Automating VM protection

Once the tenant has subscribed to the plan, VM protection can be automated using a set of ASR runbooks provided with CPS. The runbooks automate two tasks:

  • Detecting subscriptions with DR-enabled plan on primary Azure Pack admin portal and adding a copy of that subscription to the secondary Azure Pack private plan.
  • Enabling protection for the tenant virtual machines (taking away the pain of manually enabling protection for each tenant VM) and replicate all the virtual machines to the recovery stamp.

Only the master runbook, named “Invoke-AzureSiteRecoveryProtectionJob.ps1” needs to be configured and scheduled. The other runbooks are invoked by the master runbook. They query tenant subscriptions, enable protection and add copies of subscriptions from the primary to the secondary WAP admin portal.
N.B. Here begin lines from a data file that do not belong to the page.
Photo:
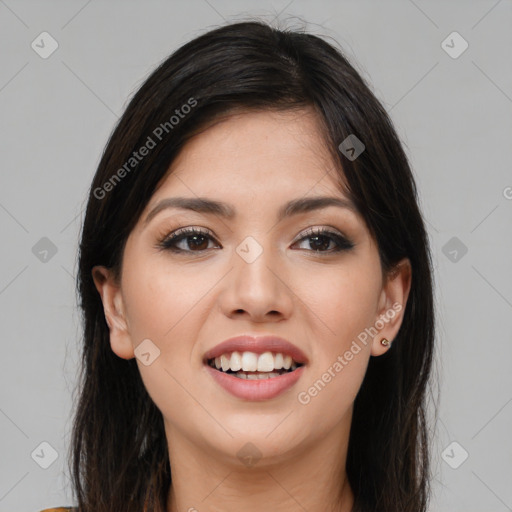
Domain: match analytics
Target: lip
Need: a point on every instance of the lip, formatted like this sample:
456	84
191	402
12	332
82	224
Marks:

The CPS admin will schedule execution of the master runbook, defining frequency and time. The complete details of the runbooks and the variables need to run them can be found in the CPS administrator guide or on the Microsoft Script Center.

Once the ASR runbooks have executed successfully, protection for tenants’ virtual machines is automatic, and the status is visible in the WAP portal.
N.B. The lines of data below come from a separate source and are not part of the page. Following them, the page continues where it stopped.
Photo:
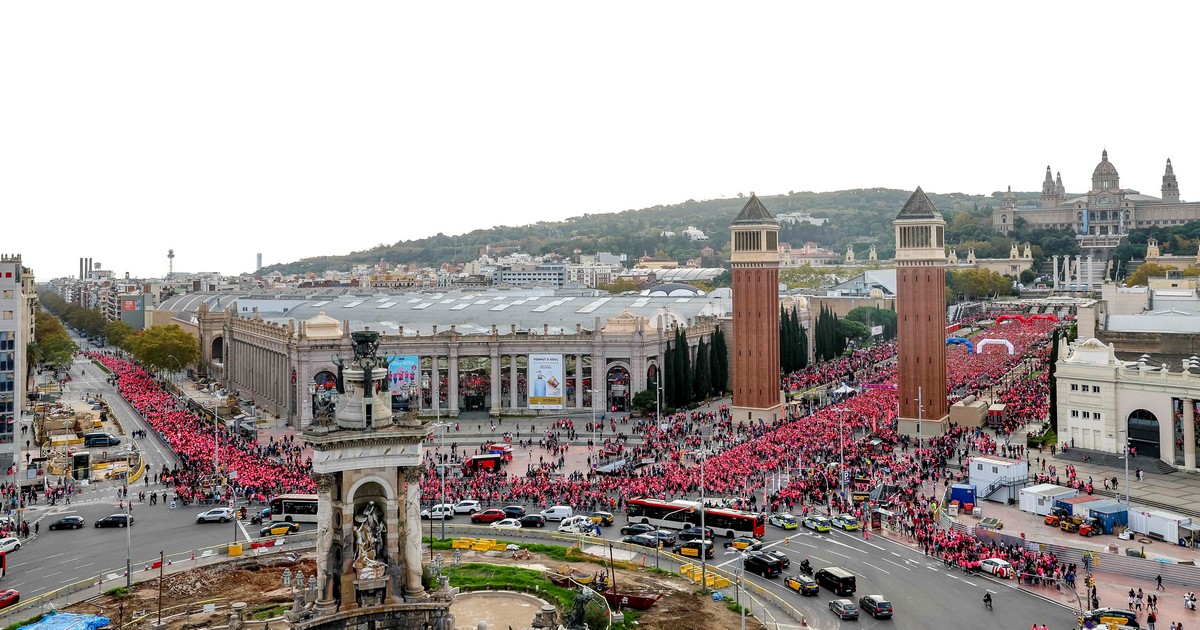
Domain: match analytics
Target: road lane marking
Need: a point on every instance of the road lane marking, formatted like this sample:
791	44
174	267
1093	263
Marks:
876	568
Note: Tenants will need to have user accounts on the secondary CPS stamp to manage their VMs after a failover. User accounts will not be added automatically by the runbooks to the secondary CPS. You can use technologies like Active Directory Federation Services (ADFS) to synchronize user accounts between the two CPS stamps.

Onboarding Tenants

At this point, tenants can start enabling DR for their VMs using the WAP tenant portal. Tenants will subscribe to a DR Plan by going to the tenant portal account and signing up for the new plan. Once this is done, they can add the DR add-on to their subscription.

Performing Failover in the ASR portal

Through the Azure Site Recovery portal, CPS admins can monitor jobs and server status, and manage both planned (test) and unplanned failovers for customer applications. Administrators can take advantage of functionality like Recovery Plan, Test Failover, and other failover operations in the ASR portal to offer optimum Recovery Point Objective (RPO) and Recovery Time Objective to their customers.

Performing test failovers at regular intervals is a best practice. It gives you confidence that your disaster protection is working as you intend.

Accessing VMs after a Failover

After a failover, the CPS admin will share the link to the WAP tenant portal for the secondary CPS stamp with tenants. Remember that, as we noted above, you need to make sure that user accounts have been replicated to the secondary site. Tenants will be able to log in and access their virtual machines in the exact same way as they did on the primary CPS Azure Pack portal – their experience is going to be completely consistent.

Conclusion

Disaster recovery is a key capability for business applications. CPS provides an integrated way of protecting tenant VMs and ensuring business continuity in case of a disaster. With Update 2, available later this year, we will provide additional flexibility with the ability to use Azure as the recovery site. I will be back for a closer look at that scenario as soon as we release it.